Enfin, ces conventions collectives ont aussi atteint, dans une forte proportion, une certaine maturité au fil des renouvellements, ce qui peut devenir une cause d’inertie et servir de prétexte pour modérer les revendications syndicales en faveur de nouveaux droits. Bien plus, nos travaux montrent que les conventions collectives ayant atteint leur maturité sont aussi celles qui contiennent le plus de disparités de traitement, ce qui montre à quel point elles sont la cible des employeurs pour obtenir des concessions [3]. Elles contribuent également à placer les organisations syndicales sur la défensive, priorisant ainsi la protection des acquis des salarié·es en place. La maturité des conventions collectives ne favoriserait donc pas le développement d’une culture de mobilisation au sein des unités de négociation visant une amélioration continue des conditions de travail.

Vers une stratégie mixte

Que faut-il retenir de ces observations ? Si le contexte institutionnel peut alimenter en partie cette tendance à la judiciarisation des relations de travail, elle n’est pas que néfaste pour l’action syndicale. Elle peut en effet constituer un élargissement du champ d’activité des syndicats, sans pour autant se substituer à la mobilisation et la participation active des membres à l’élaboration de solutions aux enjeux et aux problématiques qui les touchent.
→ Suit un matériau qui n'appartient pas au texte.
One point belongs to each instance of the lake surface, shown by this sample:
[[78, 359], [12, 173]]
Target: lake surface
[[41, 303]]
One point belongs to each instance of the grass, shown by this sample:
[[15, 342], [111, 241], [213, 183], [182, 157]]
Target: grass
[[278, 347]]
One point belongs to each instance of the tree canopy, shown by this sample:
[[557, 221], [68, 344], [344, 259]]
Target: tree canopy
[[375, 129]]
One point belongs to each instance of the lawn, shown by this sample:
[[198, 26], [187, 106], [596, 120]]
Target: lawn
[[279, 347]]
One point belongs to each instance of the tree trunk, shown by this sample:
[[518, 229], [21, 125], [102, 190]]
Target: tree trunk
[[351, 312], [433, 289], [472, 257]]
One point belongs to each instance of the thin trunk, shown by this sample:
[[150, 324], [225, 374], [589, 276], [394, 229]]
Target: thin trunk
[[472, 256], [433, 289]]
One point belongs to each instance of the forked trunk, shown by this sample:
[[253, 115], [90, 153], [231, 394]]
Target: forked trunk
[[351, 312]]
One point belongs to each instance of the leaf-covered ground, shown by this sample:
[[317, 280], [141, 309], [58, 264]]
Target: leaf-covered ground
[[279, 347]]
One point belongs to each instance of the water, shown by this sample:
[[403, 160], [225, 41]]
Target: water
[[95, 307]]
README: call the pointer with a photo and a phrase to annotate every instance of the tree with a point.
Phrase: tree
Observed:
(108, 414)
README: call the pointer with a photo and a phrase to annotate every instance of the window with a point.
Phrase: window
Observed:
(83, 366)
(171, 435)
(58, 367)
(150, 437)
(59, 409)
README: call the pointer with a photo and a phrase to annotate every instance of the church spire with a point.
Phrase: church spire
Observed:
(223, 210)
À ce propos, David Peetz souligne qu’il peut être rassurant, pour certain·es dirigeant·es syndicaux·ales, de s’en remettre au discours sur l’individualisme croissant des travailleur·euses pour se replier sur une forme de syndicalisme où la relation avec leurs mandant·es est considérée comme purement transactionnelle et où des services sont offerts pour répondre à des besoins individualisés. Ce n’est toutefois pas la voie privilégiée dans la littérature spécialisée sur la revitalisation des stratégies et des pratiques syndicales.

Melanie Simms a d’ailleurs reconnu que pour maximiser les chances de pérenniser les adhésions et favoriser le militantisme des membres, les organisations syndicales doivent miser sur deux ingrédients essentiels : une force de négociation collective qui permet d’influencer les décisions au quotidien et un engagement fort et représentatif du milieu de travail pour influencer les décisions [4].
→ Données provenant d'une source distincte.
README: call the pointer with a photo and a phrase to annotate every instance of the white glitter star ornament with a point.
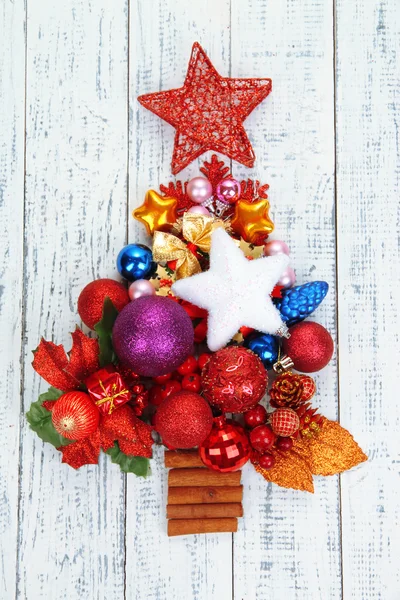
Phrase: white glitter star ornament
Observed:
(235, 291)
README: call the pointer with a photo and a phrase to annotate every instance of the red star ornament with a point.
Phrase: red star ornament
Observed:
(208, 112)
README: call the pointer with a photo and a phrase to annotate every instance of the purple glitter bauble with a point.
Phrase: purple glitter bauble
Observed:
(153, 335)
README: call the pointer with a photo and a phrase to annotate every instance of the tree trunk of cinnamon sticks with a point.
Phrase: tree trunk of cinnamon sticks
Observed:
(201, 500)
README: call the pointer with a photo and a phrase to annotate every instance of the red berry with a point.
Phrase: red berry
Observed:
(266, 461)
(189, 366)
(156, 395)
(192, 382)
(169, 388)
(262, 438)
(255, 416)
(203, 360)
(163, 378)
(284, 444)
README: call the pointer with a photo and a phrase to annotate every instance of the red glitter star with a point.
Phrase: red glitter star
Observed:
(208, 112)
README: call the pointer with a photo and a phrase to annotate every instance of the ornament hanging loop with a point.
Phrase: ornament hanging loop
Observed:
(283, 364)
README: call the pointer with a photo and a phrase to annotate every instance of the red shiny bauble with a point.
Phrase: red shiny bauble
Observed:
(262, 438)
(183, 420)
(227, 447)
(91, 299)
(284, 444)
(75, 416)
(310, 346)
(266, 461)
(255, 416)
(285, 422)
(234, 379)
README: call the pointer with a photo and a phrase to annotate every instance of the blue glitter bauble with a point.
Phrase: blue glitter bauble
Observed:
(299, 302)
(135, 261)
(265, 346)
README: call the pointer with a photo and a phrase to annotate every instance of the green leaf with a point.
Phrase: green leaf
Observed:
(139, 465)
(104, 330)
(39, 419)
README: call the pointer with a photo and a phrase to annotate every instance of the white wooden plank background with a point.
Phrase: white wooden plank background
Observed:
(77, 154)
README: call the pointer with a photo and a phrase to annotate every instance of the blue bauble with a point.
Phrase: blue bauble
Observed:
(135, 261)
(299, 302)
(265, 346)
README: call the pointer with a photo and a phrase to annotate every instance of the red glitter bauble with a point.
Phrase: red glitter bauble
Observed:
(91, 299)
(310, 346)
(183, 420)
(234, 379)
(227, 447)
(75, 416)
(285, 422)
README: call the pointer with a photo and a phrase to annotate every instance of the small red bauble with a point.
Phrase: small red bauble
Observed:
(310, 346)
(184, 420)
(255, 416)
(309, 387)
(91, 299)
(75, 416)
(262, 438)
(285, 422)
(191, 382)
(284, 444)
(266, 461)
(234, 379)
(227, 447)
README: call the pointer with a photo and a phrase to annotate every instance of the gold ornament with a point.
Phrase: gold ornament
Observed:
(196, 231)
(157, 212)
(251, 220)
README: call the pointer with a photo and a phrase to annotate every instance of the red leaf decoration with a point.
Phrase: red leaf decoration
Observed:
(84, 355)
(51, 361)
(83, 452)
(133, 436)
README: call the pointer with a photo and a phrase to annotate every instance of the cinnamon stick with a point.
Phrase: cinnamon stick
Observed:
(204, 495)
(204, 511)
(182, 458)
(202, 477)
(183, 527)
Plutôt que de remettre le contrôle et l’issue des luttes entre les mains des expert·es juridiques, les organisations syndicales ont donc tout intérêt à recourir davantage à des stratégies mixtes : le recours aux tribunaux, la négociation collective et d’autres pratiques comme des campagnes publiques ou une variété de moyens de pression, tout cela s’articulant de manière à maximiser le rapport de force du côté syndical. 


[1« Judiciarisation ou juridicisation ? Usages et réappropriations du droit dans les conflits du travail », Politix, vol. 2, no 86, 2009, p. 73-96.

[2« Les syndicats britanniques et le recours au contentieux juridique », La nouvelle revue du travail, no 7. En ligne : https://journals.openedition.org/nrt/2354

[3Frédéric Lauzon Duguay, Mélanie Laroche et Patrice Jalette, « Les disparités de traitement dans les conventions collectives », Policy OPTIONS politiques, 7 mars 2017. En ligne : policyoptions.irpp.org/magazines/march-2017/pourquoi-les-disparites-de-traitement-dans-les-conventions-collectives/ https://policyoptions.irpp.org/fr/magazines/mars-2017/pourquoi-les-disparites-de-traitement-dans-les-conventions-collectives/

[4« Accounting for greenfield union organizing outcomes », British Journal of Industrial Relations, vol. 53, no 3, p. 397-422.